Счастье — это запоздалое исполнение очень старого желания. Именно поэтому богатство так мало радует В детстве мы мечтаем не о деньгах

Или:

Бессмертие, возмездие — все, что находится за пределами реальности, — отражение на него психического внутреннего [мира]. Meschugge? [Сумасшедший?] Психо-мифология.

Теория продолжала развиваться. Отказ от идеи совращения убил ее, но на смену пришла новая теория, которая, возможно, и вызвала это «ритуальное убийство». Первые намеки об этом встречаются в письме Флису в мае 1897 года, за четыре месяца до того, как Фрейд официально отказался от теории совращения. Фрейд замечает, что желание смерти родителей связано с неврозом и сыновья как будто желают смерти отцов, а дочери — матерей. Уже после отказа от теории совращения, в октябре, Фрейд признает, что самоанализ не дал ему практически никакой принципиально новой информации — за исключением одного факта:

Я обнаружил, и у себя тоже, то, что я был влюблен в мать и ревновал ее к отцу, и теперь я считаю это общим событием для всех людей в раннем детстве. Если это так, можно понять, почему на людей производит такое сильное впечатление история о царе Эдипе. Эта греческая легенда основана на желании, знакомом каждому по своим собственным чувствам. Все когда-то в мечтах хотели быть подобными Эдипу, и каждый сжимается от ужаса, видя, как в этой легенде мечта становится реальностью.

Фрейд продолжает рассуждения, переходя на образ Гамлета, истерика, который не может отомстить за отца, убив своего дядю («Так совесть делает из всех нас трусов»). Это нежелание Фрейд связывает со «смутными воспоминаниями о том, что он когда-то хотел совершить со своим собственным отцом то же самое из-за страсти к матери». Бессознательное Шекспира, предположил Фрейд, понимало бессознательное героя. «Совесть» Гамлета — не что иное, как скрытое чувство вины.

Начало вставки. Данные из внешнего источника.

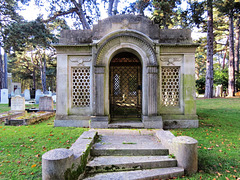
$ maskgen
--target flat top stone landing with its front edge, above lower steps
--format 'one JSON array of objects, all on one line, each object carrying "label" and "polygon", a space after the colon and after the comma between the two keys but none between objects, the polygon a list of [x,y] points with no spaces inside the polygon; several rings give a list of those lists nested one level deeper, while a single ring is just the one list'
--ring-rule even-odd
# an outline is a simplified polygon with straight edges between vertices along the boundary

Фрейд рассказал обо всем этом в письме Флису 15 октября 1897 года. Три недели спустя он жалобно сообщает, что все еще ждет ответа. «Поскольку я еще не говорил об этом никому другому, представляя, как все будут озадачены, я бы хотел узнать твое мнение. В прошлом году ты отверг не одну мою идею, и не зря». Флис был авторитетом, а Фрейд — просителем.

Получила идея об Эдипе одобрение берлинского мудреца или нет, она так или иначе захватила воображение Фрейда. С самого начала в ней прослеживалась связь с детской сексуальностью. Вскоре Фрейд стал делиться с Флисом мыслями о детских фантазиях, которые ведут к мастурбации, «главном наркотике» человечества, замещаемом алкоголем, морфием или табаком. Когда фантазии, сопровождающие мастурбацию, подавляются, их скрытое присутствие в бессознательном порождает невроз.